Tulisan Al-Fatihah yang Benar: Pedoman Rasm Utsmani, Tajwid, dan Keotentikan Teks Suci

Ilustrasi Kitab Suci Terbuka آ ق

Gambar: Kitab Suci Al-Qur'an (Ilustrasi Rasm)

Surah Al-Fatihah, yang berarti "Pembukaan," adalah surah pertama dalam Al-Qur'an dan merupakan inti dari ibadah umat Islam. Keutamaan surah ini tak tertandingi, mengingat ia wajib dibaca dalam setiap rakaat salat. Oleh karena itu, memastikan bahwa setiap aspek dari surah ini—mulai dari tulisan, pengucapan, hingga pemahaman maknanya—dilakukan dengan benar adalah kewajiban fundamental bagi setiap Muslim.

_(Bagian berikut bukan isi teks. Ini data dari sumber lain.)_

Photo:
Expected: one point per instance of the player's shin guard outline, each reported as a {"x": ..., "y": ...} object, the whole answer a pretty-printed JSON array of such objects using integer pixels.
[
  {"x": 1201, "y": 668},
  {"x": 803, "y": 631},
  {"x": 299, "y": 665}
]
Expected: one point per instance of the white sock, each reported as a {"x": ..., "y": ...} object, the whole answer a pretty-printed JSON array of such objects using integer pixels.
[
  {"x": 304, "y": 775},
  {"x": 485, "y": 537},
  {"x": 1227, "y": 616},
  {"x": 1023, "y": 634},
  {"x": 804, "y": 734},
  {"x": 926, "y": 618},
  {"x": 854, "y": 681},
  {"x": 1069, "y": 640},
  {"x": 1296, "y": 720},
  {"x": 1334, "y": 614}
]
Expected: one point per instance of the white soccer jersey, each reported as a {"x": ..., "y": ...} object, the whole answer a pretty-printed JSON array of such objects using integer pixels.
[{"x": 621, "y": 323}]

Ketika kita membahas ‘tulisan Al-Fatihah yang benar’, kita tidak hanya berbicara tentang keindahan kaligrafi semata, melainkan tentang kepatuhan pada metodologi penulisan yang telah ditetapkan dan disepakati oleh para sahabat Nabi Muhammad SAW, dikenal sebagai Rasm Utsmani. Rasm Utsmani adalah standar ortografi (ejaan) Al-Qur'an yang menjamin keotentikan teks dari generasi ke generasi. Kesalahan dalam tulisan bisa berujung pada kesalahan bacaan (tajwid), dan pada akhirnya, mengubah makna yang dimaksudkan oleh Allah SWT.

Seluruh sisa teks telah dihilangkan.